Fünfzehn Minuten später, exakt um 21.54 Uhr, ging bei der Notrufzentrale der Polizei in Stuttgart ein anonymer, nicht nachverfolgbarer Anruf aus einer öffentlichen Telefonzelle ein.
»In Karlstraße 18, drittes Stock, ist junge Frau ermordet, tot! Du kommen!«
Der Mann sprach in gebrochenem Deutsch und wahrscheinlich verstellter Stimme, wie die diensthabende Beamtin, die den Anruf entgegengenommen hatte, später aussagte. Und dann begann die Routine der Mordkommission anzulaufen. Ein Fall, wie viele andere. Wieder mal eine Nutte. Keine vorrangige Bedeutung, es wurde dennoch umfassend ermittelt, »business as usual«. Man ging die diversen Karteien durch nach Sexualtätern, nach auffällig gewordenen Freiern, man befragte die Nachbarschaft, verhörte Zuhälter, man mischte die Halbwelt auf, nichts. Wolle, der Barkeeper wurde nicht befragt, er hätte aber auch niemals etwas gewusst. Diskretion war sein Geschäft. Zwei, drei andere Mädels kannten die Tote zwar, konnten oder wollten aber auch keine weiteren Auskünfte geben. Ganz sicher trauten sie sich nicht. Amtshilfe aus Rumänien war schwierig bis unmöglich. Eine Kundenkartei, Handy oder ein PC waren nicht zu finden, ebenso wenig ein Taschenkalender.
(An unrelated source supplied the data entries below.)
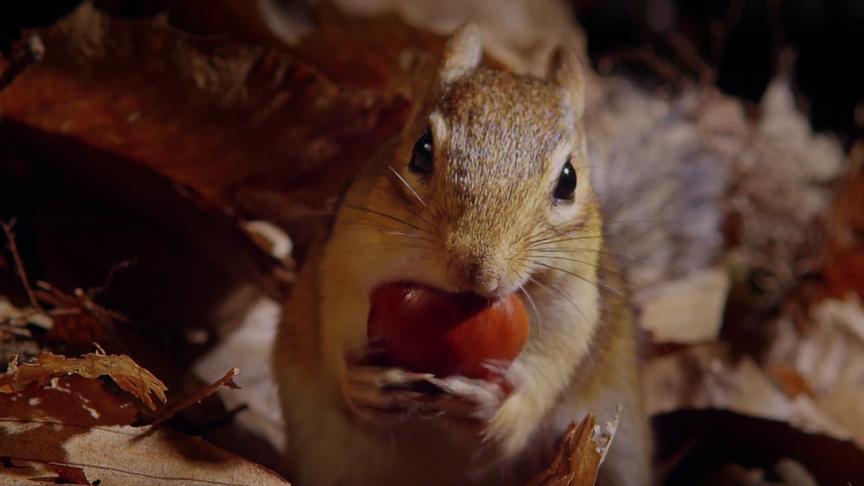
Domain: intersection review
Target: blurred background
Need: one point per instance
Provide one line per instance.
(174, 159)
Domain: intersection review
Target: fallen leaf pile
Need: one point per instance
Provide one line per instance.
(174, 170)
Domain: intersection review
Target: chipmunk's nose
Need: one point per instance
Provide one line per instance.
(474, 272)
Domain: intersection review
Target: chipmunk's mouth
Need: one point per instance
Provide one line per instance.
(426, 330)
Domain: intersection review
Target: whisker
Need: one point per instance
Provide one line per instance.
(388, 216)
(530, 301)
(588, 250)
(583, 262)
(560, 292)
(597, 284)
(410, 188)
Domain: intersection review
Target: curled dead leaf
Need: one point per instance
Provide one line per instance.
(580, 454)
(120, 368)
(137, 455)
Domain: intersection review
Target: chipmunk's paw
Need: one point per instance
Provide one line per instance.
(393, 394)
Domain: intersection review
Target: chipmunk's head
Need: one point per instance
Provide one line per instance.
(494, 170)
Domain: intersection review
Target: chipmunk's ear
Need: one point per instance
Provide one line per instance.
(462, 53)
(565, 70)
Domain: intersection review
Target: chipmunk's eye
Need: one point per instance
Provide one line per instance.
(421, 156)
(566, 183)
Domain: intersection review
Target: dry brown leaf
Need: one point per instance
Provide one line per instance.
(120, 368)
(72, 400)
(580, 454)
(126, 455)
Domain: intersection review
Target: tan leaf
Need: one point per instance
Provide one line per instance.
(126, 455)
(579, 455)
(120, 368)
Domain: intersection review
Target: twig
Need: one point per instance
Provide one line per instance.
(19, 265)
(227, 380)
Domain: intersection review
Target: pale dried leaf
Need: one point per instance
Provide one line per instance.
(580, 454)
(127, 455)
(687, 310)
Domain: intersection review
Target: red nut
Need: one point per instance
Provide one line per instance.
(430, 331)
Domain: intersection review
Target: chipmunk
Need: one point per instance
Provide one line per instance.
(486, 190)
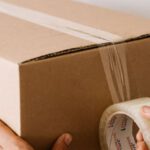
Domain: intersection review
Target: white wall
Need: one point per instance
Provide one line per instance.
(137, 7)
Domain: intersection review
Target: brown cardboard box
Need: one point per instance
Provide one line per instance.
(52, 82)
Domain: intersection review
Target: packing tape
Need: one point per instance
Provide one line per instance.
(116, 125)
(59, 24)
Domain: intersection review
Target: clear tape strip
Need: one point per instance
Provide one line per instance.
(118, 120)
(59, 24)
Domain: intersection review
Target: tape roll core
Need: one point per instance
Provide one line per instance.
(117, 125)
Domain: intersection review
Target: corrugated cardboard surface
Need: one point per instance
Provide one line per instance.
(19, 38)
(69, 92)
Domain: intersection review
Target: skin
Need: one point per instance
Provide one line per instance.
(10, 141)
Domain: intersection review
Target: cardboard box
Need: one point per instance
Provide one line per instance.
(52, 82)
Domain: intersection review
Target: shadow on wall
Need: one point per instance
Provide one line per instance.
(141, 8)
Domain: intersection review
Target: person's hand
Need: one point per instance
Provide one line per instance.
(145, 112)
(10, 141)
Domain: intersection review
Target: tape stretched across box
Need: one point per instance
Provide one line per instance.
(58, 80)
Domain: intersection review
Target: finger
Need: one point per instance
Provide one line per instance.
(63, 142)
(139, 137)
(145, 111)
(141, 146)
(9, 139)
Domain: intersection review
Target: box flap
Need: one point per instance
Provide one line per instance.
(22, 40)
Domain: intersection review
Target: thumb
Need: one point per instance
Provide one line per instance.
(63, 142)
(145, 111)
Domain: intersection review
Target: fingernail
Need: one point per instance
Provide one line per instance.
(68, 139)
(146, 109)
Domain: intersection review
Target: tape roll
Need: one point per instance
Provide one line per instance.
(117, 125)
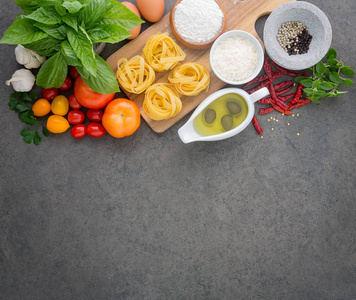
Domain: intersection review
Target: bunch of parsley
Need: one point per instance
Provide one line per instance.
(66, 31)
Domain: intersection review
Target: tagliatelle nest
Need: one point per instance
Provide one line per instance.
(162, 101)
(162, 53)
(135, 75)
(190, 78)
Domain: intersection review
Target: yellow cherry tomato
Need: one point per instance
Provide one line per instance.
(57, 124)
(60, 105)
(41, 108)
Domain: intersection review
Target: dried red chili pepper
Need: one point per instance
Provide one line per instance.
(285, 71)
(299, 92)
(284, 90)
(257, 125)
(283, 84)
(281, 110)
(263, 78)
(300, 103)
(265, 110)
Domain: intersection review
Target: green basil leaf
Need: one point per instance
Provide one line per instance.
(108, 33)
(54, 31)
(348, 71)
(69, 55)
(320, 67)
(334, 77)
(83, 48)
(119, 14)
(72, 7)
(105, 82)
(45, 47)
(306, 82)
(22, 32)
(53, 72)
(347, 82)
(27, 6)
(71, 21)
(331, 54)
(93, 13)
(46, 15)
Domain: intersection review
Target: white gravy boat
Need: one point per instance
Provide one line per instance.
(187, 132)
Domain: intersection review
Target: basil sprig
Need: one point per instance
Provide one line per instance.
(326, 77)
(66, 30)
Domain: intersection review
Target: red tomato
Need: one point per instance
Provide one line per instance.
(73, 102)
(96, 130)
(79, 131)
(49, 94)
(67, 84)
(76, 117)
(95, 115)
(121, 117)
(73, 72)
(88, 98)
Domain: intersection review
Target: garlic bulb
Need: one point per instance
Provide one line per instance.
(22, 80)
(29, 58)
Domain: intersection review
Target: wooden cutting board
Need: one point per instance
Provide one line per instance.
(241, 15)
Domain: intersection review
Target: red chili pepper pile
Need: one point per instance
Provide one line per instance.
(276, 100)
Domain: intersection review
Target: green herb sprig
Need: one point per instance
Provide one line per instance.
(66, 31)
(22, 103)
(326, 78)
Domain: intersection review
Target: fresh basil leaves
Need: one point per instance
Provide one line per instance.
(65, 30)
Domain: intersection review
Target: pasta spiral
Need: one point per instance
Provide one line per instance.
(162, 101)
(190, 78)
(135, 75)
(162, 53)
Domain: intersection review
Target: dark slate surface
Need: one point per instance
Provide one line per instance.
(147, 217)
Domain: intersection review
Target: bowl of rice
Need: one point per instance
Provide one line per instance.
(236, 57)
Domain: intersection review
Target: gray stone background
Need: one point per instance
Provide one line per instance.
(147, 217)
Die Suche nach fremder DNA hatte nicht viel Konkretes ergeben, die gefundenen Haare, Spermaflecken und Fingerabdrücke gehörten allem Anschein nach ganz unterschiedlichen Freiern. Ob da der Täter darunter war, ließ sich trotz intensiven Datenabgleichs nicht abschließend feststellen. Nach drei Monaten wanderten die Akten immer weiter nach unten, bis sie irgendwann bei den zwar offenen, aber ungelösten Fällen landeten. Neue Morde hatten Vorrang.